The total price move during the second half of the trade equals to 0.89%. However, this is still only half of the trade. For this reason, we divide this percentage by two.
0.89% / 2 = 0.45%
So, the total profit from the trade equals to 0.60% + 0.45% = 1.05%.
- The symmetrical triangle is a chart pattern, where a horizontal line through the rightmost edge divides the angle into equal degrees.
- The breakout direction of the symmetrical triangle is unknown. For this reason, we should be able to distinguish a real breakout from a fake breakout.
- A great way to identify the real breakout is to use a volume indicator. Real breakouts usually appear during high trading volumes. When the breakout happens during low volumes, the move will likely not hold and reverse.
- The minimum target of every symmetrical triangle is as big as the size of the triangle itself.
- In order to define the size of the triangle, you should extend the shorter level, so it will be the same size as the other level.

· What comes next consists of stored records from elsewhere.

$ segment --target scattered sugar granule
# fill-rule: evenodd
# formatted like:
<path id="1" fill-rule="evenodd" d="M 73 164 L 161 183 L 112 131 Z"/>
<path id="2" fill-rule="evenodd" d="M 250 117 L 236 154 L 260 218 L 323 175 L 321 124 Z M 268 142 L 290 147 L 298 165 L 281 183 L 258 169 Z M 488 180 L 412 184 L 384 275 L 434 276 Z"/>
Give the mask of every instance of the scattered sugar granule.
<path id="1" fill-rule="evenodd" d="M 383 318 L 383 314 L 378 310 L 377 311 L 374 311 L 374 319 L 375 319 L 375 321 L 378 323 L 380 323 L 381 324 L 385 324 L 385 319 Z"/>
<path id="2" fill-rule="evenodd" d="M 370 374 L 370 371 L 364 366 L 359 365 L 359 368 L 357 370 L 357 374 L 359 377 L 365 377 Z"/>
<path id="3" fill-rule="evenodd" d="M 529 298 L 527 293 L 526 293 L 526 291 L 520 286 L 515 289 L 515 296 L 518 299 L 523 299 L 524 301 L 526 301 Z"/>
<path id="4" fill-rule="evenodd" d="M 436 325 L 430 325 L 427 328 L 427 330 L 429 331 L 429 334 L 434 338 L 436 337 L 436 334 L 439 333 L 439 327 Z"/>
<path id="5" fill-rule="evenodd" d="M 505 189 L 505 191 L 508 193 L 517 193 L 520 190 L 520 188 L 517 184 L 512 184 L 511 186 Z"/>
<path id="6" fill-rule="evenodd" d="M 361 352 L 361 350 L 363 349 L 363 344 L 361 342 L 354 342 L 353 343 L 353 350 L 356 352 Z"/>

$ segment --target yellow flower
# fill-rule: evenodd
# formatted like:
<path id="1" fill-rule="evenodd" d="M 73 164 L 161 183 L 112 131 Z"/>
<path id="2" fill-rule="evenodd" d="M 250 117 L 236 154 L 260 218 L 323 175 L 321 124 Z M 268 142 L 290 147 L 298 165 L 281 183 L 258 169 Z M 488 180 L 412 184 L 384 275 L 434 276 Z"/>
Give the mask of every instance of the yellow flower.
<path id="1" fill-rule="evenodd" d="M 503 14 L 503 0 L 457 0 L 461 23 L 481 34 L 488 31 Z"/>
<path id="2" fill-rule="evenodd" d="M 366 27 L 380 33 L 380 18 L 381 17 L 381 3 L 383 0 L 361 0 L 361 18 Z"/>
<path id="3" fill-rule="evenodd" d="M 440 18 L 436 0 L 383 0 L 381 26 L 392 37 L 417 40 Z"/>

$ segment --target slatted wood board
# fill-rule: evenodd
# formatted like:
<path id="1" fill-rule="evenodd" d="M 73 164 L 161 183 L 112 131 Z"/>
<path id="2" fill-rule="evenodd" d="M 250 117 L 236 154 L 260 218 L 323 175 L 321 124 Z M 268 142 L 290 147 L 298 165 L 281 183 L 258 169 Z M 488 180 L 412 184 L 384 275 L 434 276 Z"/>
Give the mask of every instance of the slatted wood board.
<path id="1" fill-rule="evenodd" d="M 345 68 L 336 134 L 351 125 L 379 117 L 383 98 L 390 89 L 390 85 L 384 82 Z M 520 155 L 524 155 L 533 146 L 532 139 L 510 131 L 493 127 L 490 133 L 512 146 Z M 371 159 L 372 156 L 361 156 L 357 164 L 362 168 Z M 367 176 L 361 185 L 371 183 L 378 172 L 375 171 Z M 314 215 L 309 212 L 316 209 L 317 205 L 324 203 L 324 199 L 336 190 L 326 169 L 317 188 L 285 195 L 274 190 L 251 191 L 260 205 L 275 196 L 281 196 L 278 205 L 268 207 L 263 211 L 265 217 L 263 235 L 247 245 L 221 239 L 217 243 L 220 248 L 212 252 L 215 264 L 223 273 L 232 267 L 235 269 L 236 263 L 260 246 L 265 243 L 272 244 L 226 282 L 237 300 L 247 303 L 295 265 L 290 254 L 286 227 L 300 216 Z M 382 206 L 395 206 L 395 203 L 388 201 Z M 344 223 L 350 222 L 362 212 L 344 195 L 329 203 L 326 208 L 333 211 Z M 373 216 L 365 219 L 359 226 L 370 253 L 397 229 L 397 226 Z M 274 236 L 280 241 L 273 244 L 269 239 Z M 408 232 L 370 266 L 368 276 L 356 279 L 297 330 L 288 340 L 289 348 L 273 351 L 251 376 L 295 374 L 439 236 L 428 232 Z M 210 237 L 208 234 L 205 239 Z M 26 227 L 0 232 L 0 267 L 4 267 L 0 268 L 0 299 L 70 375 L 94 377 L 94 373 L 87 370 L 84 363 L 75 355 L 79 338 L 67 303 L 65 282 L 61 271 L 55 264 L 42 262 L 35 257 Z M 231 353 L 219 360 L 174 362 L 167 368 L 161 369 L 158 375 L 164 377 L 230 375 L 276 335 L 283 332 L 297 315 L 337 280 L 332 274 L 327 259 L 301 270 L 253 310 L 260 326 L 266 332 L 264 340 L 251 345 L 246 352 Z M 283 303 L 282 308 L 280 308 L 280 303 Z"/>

The distance between the ends of the two levels is the potential size, which the price is likely to accomplish after the triangle’s breakout.
- When you enter a trade based on a symmetrical triangle breakout, you should put a stop below the opposite level to the breakout. Also, you should conform the stop with one of the tops/bottoms on this level.
- When the minimum target is reached, close only 50% of the trade in order to strike for a further price move in your favor. Then use a simple price action rule to close the other half of the trade.